Our results indicate that MSCs are more likely to contribute to an improved functional outcome only within the first week. Results from this present study as well as increased muscle force after MSC – TX, as shown before, support the hypothesis that MSCs contribute to an improved healing of tissue rather through a secretory effect, since differentiation does not take place within one week as also shown in vitro [22]. Furthermore, we could see in the present study that after i.a. TX MSCs rather get trapped in the capillaries of the paw than actively migrate to the site of inflammation; in this case the traumatized soleus muscle. These observations also favor the hypotheses of a secretory effect of MSCs that contribute to a better physiological outcome.
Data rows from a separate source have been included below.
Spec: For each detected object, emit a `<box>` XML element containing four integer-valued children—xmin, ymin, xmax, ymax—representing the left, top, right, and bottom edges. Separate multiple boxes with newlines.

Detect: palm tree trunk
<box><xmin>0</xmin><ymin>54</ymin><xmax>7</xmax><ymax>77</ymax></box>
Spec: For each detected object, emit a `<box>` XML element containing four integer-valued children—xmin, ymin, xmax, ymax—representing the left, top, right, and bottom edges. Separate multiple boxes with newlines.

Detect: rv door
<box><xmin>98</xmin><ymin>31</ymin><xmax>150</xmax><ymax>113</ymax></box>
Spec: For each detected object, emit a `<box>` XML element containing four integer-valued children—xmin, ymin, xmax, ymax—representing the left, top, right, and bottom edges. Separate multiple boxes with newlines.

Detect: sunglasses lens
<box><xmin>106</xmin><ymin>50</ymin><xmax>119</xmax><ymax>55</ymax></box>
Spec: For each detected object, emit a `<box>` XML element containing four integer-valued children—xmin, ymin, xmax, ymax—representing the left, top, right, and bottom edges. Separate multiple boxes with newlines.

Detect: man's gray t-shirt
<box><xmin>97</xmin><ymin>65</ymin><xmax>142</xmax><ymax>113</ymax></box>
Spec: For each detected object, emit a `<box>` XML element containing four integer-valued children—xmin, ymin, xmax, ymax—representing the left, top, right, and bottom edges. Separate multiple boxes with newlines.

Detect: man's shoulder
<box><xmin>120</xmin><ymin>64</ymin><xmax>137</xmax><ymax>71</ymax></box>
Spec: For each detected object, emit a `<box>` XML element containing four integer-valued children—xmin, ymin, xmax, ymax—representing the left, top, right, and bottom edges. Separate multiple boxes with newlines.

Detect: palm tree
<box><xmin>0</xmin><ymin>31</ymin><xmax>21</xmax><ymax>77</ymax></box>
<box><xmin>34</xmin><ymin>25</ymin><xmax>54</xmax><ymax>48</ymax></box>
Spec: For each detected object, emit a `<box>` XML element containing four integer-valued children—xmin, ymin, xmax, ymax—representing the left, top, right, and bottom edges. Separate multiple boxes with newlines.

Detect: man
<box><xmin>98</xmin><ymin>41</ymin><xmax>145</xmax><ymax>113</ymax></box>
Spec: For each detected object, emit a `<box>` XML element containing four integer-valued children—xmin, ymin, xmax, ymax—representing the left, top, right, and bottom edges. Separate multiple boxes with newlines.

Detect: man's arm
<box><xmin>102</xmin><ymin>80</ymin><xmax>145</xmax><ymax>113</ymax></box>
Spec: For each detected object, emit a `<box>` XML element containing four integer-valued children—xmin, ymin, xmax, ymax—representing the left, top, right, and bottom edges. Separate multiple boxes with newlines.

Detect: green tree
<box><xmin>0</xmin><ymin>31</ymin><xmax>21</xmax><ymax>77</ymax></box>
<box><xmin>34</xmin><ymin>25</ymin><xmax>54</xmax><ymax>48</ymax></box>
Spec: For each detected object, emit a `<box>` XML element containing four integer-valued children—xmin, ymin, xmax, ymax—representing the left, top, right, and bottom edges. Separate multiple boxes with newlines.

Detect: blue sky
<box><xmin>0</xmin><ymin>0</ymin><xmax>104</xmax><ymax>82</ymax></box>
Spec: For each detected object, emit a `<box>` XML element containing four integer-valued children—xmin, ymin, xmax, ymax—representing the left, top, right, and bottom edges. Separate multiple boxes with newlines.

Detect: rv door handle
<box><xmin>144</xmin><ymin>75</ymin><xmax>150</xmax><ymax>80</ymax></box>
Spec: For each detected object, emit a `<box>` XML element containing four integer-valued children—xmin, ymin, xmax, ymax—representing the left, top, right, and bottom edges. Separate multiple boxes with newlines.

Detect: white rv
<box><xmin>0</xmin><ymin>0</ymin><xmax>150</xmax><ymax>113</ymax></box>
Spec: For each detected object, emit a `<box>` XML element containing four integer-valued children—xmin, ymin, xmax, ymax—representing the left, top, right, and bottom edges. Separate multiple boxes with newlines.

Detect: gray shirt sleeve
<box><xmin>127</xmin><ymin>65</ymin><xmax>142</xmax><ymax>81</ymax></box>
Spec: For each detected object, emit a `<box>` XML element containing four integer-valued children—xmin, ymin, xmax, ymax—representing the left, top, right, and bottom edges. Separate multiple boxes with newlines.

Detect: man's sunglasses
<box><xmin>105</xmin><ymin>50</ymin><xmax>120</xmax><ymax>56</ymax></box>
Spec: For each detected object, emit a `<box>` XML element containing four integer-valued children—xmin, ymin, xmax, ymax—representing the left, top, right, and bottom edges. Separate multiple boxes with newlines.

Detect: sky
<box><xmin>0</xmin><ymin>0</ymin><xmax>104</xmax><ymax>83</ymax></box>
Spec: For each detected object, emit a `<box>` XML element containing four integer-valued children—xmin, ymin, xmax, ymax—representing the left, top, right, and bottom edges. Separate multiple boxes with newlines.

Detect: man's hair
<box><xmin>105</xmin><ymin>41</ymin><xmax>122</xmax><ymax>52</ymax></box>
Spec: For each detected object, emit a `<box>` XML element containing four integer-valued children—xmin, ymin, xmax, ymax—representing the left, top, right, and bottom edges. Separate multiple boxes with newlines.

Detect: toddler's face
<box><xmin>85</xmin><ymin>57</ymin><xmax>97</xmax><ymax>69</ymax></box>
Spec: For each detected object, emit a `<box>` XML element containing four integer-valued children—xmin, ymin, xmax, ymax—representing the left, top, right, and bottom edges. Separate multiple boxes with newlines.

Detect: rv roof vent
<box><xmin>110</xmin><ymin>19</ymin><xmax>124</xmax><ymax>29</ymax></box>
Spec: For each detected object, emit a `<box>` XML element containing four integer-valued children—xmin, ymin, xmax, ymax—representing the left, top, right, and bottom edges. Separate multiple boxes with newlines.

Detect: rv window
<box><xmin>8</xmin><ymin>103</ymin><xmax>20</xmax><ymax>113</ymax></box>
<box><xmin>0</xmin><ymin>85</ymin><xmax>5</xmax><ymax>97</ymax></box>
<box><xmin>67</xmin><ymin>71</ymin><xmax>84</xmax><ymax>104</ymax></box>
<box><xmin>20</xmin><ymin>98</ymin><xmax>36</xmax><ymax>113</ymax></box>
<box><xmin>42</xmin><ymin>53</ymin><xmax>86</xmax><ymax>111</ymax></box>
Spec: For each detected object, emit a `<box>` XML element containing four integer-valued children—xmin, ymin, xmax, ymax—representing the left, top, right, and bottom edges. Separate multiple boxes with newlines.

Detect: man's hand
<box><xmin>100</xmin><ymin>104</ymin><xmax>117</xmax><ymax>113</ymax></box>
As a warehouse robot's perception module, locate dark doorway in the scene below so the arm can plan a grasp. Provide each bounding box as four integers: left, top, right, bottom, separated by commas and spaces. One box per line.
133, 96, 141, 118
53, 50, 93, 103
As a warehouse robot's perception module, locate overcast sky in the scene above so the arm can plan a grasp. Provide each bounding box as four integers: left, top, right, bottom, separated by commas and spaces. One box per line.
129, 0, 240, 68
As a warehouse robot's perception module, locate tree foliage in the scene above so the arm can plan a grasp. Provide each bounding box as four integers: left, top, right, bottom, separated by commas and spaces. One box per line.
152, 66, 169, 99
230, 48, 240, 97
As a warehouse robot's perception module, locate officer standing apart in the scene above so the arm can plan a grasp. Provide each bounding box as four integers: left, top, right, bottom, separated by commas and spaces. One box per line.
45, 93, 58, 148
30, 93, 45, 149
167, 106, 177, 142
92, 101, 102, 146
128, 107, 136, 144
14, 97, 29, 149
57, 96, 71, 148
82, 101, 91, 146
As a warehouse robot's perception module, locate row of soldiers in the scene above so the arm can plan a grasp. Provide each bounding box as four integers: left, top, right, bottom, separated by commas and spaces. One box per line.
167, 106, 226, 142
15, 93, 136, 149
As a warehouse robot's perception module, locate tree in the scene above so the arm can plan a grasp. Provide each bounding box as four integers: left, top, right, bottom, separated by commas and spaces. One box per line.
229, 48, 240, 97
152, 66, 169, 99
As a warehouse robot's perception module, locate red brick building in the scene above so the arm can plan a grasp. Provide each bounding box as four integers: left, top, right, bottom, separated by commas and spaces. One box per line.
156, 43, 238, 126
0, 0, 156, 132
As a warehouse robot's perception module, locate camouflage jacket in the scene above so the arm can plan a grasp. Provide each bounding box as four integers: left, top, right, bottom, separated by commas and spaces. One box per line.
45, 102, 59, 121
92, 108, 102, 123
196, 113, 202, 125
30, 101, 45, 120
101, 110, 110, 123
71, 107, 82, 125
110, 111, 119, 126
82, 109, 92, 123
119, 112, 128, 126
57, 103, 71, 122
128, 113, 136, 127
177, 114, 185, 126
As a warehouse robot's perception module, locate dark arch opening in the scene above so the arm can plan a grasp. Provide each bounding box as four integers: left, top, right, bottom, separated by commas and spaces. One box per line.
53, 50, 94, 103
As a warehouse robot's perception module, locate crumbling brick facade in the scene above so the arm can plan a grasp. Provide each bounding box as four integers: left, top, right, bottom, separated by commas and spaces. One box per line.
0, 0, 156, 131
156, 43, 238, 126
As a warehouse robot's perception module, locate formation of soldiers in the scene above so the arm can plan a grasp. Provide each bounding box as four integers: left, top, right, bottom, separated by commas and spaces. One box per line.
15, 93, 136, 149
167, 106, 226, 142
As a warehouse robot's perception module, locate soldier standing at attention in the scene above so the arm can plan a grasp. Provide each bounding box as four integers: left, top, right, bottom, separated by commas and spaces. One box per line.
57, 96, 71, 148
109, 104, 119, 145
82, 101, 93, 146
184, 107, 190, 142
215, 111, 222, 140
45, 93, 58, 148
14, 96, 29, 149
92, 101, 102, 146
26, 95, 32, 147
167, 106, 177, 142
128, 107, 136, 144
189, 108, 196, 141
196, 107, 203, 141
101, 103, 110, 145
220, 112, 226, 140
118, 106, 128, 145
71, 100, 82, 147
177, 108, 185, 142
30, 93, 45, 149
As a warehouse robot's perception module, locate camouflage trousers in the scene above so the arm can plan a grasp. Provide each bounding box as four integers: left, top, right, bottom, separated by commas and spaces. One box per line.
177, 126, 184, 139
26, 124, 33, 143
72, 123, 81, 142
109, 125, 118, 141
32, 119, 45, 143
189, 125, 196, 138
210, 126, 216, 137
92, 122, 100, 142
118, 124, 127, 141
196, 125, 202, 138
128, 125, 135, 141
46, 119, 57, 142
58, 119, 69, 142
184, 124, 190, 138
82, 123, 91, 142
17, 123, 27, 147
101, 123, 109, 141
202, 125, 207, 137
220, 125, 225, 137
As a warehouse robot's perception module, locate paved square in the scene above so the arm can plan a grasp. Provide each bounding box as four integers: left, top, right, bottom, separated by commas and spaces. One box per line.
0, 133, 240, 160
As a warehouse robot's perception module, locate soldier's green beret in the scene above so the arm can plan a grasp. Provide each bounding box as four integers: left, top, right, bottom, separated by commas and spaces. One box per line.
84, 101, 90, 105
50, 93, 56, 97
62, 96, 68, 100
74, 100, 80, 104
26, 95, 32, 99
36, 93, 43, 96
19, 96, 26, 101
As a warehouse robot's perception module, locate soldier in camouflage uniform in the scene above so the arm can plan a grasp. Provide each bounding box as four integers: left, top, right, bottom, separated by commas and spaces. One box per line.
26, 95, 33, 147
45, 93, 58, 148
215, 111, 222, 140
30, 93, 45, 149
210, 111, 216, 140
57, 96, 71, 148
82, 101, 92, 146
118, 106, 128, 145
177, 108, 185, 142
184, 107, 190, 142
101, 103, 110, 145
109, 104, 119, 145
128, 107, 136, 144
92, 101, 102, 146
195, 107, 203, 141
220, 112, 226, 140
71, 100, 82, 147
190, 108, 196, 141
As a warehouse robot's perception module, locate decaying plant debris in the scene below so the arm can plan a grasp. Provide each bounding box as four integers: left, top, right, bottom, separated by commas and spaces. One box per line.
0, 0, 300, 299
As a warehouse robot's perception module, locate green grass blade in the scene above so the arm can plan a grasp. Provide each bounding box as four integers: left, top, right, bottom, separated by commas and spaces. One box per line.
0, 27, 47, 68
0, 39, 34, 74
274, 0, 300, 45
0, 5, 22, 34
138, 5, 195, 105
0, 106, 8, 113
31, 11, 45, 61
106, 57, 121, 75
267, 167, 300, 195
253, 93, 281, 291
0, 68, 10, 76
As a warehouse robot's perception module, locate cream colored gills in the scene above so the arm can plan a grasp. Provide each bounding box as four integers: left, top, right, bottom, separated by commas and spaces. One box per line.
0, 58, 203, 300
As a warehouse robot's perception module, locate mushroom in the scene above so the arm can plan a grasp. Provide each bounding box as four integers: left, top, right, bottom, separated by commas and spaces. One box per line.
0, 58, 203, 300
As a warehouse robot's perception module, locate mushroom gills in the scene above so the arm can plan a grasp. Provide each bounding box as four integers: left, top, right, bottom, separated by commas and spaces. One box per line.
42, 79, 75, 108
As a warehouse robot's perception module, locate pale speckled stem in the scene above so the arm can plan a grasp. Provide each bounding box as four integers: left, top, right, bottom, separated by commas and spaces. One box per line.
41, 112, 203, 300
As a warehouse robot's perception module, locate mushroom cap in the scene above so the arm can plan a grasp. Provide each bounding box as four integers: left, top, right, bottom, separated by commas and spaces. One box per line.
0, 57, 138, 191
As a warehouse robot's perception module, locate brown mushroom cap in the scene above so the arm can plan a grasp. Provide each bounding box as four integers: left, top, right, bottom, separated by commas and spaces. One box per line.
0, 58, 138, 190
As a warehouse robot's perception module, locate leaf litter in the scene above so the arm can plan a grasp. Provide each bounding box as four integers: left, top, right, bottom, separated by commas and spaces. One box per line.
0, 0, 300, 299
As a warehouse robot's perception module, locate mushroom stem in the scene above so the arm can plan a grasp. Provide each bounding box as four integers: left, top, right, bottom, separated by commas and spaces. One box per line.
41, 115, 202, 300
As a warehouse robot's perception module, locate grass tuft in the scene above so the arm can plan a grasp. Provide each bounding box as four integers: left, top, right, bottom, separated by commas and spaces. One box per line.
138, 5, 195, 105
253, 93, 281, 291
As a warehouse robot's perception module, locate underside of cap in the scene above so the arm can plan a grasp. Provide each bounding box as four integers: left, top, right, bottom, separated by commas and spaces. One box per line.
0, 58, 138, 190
Nevertheless, tracking MSCs in vivo by using luciferase is a valuable tool for investigating cell based therapies. The bioluminescence signal allows assessing the survival and viability of MSCs since the conversion of the substrate D-luciferin is dependent on the intrinsic ATP of the cell. If ATP is not available D-luciferin will not be processed. Thus, no photons will be released [10]. However, using this method one has to consider the species as well as the model that is used, since bioluminescence signals seem to decline more rapidly in rat models than in mice models. This has to be taken into account especially when comparing different animal models or transferring cell transplantation strategies from one animal model into the other. Furthermore, the application strategy of cells has to be chosen carefully. Cells are cleared differently when injected into the blood stream or transplanted locally, which could possibly influence the outcome of the therapy.
CONCLUSION
To our knowledge the presented data could show for the first time that transplanted MSCs can be tracked via bioluminescence imaging signal until day 7 irrespective of local or i.a. TX following a skeletal muscle trauma. The in vitro results prove that the transduction of MSCs with luciferase does not alter their characteristics regarding differentiation, proliferation and migration capacity. Thus, these cells should bare the same properties in vivo as non-transduced MSCs, making bioluminescence imaging a suitable method for in vivo tracking of MSCs in skeletal muscle trauma in rats.
ABBREVIATIONS
BLI | = Bioluminescence |
GFP | = Green fluorescent protein |
i.a. | = Intra-arterial |
MSC | = Mesenchymal stromal cells |
TX | = Transplantation |
CONFLICT OF INTEREST
The authors confirm that this article content has no conflict of interest.
ACKNOWLEDGEMENTS
We thank Yasmin Müller for providing excellent technical assistance and Dr. Petra Schulz as well as Dr. Carsten Grötzinger for their kind help with the bioluminescence imaging.